1. Estimate the linear function:  children = f(age age2 educ electric urban)

2. Put into words each of the slope coefficients. What would be the impact if we were looking at 100 women?

3. Using the p-values, which of the coefficients are statistically significant at the .05 level of significance?

Exercise 2

For this exercise, use the Excel file “PS11_Data” available in PS11 folder on Canvas.

2. a) Use the RESET test to check for non-linear relationships in a linear model:

internet_use = f(pop_density gdp_pcap rural access)

What are your conclusions?  Explain.

2. b) Generate log variables for all variables (the minimum value for all our variables is greater than zero, which means we can take the log). Use the RESET test to check for non-linear relationship in the model:

log_internet_use = f(log_pop_density log_gdp_pcap log_rural log_access)

      What are your conclusions?  Explain.

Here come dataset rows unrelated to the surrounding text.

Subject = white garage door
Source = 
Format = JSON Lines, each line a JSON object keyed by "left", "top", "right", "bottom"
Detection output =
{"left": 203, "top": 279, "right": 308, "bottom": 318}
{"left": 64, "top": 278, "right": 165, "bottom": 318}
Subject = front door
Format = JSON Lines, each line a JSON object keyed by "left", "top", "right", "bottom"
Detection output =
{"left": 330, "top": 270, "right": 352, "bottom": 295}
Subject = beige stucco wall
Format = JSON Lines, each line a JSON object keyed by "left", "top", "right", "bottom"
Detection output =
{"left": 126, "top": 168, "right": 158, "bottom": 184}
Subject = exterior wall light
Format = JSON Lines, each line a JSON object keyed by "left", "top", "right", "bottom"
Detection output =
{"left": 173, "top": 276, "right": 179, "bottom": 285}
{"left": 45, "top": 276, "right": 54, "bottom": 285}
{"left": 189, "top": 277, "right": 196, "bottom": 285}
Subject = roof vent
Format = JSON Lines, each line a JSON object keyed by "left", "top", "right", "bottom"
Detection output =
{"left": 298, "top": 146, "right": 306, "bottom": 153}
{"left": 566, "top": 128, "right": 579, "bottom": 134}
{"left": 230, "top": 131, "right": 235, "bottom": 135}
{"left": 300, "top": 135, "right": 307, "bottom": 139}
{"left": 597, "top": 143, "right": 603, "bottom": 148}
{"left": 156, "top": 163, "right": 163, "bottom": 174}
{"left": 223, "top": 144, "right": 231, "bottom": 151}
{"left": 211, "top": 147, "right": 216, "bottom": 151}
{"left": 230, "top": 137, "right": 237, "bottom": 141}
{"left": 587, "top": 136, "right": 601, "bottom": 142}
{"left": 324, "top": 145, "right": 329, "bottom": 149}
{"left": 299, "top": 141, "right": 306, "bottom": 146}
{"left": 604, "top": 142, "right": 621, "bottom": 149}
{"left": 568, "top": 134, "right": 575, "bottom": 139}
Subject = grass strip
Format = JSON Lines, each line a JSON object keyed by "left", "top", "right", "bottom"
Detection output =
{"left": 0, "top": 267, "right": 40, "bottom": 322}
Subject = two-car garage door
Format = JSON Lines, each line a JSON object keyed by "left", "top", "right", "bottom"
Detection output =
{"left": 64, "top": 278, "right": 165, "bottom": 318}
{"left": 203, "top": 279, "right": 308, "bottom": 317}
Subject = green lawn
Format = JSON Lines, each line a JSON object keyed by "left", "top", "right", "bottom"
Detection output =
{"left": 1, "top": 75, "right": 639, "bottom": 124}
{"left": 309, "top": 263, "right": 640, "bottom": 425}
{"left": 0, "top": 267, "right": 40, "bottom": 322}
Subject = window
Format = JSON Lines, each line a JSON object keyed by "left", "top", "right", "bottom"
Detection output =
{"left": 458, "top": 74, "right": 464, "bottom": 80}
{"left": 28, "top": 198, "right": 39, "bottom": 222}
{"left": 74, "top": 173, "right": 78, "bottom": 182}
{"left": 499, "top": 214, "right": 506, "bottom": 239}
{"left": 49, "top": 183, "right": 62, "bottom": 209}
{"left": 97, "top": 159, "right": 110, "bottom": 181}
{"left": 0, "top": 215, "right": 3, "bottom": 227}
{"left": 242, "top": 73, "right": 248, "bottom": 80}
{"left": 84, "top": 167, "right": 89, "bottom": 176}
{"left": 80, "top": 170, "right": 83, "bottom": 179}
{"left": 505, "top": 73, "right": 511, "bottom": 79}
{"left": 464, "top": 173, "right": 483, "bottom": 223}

2. c) Carry out the Davidson-MacKinnon test to see which of the following two models is better:

internet_use = f(pop_density gdp_pcap rural access)

internet_use = f(log_pop_density log_gdp_pcap log_rural log_access)

What are your conclusions?  Explain

Exercise 3

Use the excel file: infmrt2007

infmort – number of deaths within the first year per 1,000 live births

pcinc – per capita income

physic – physicians per 100,000 members of the civilian population

popul – population in thousands

1. Estimate the linear function:  infmort = f(pcinc, physic, popul).  Note this is similar to what was presented in class but now the function is linear.

2. Generate and list the residuals and studentized residuals along with the name of the state.

3. Now add the dummy variable for DC as an additional independent variable.  Compare the t-stat on the DC coefficient with the studentized residual from (2).  Are they the same?  Studentized residuals follow a t distribution so large studentized residuals indicate outliers.  Are there any other states besides DC that are outliers?

4. Run the regression excluding the observation for DC.  How do the coefficients compare with the coefficients in (3)?  Compute the predicted value for DC from this function.  Compute the hypothetical residual (actual infmort for DC minus this predicted value.  Compare this value with the coefficient on the DC variable from (3).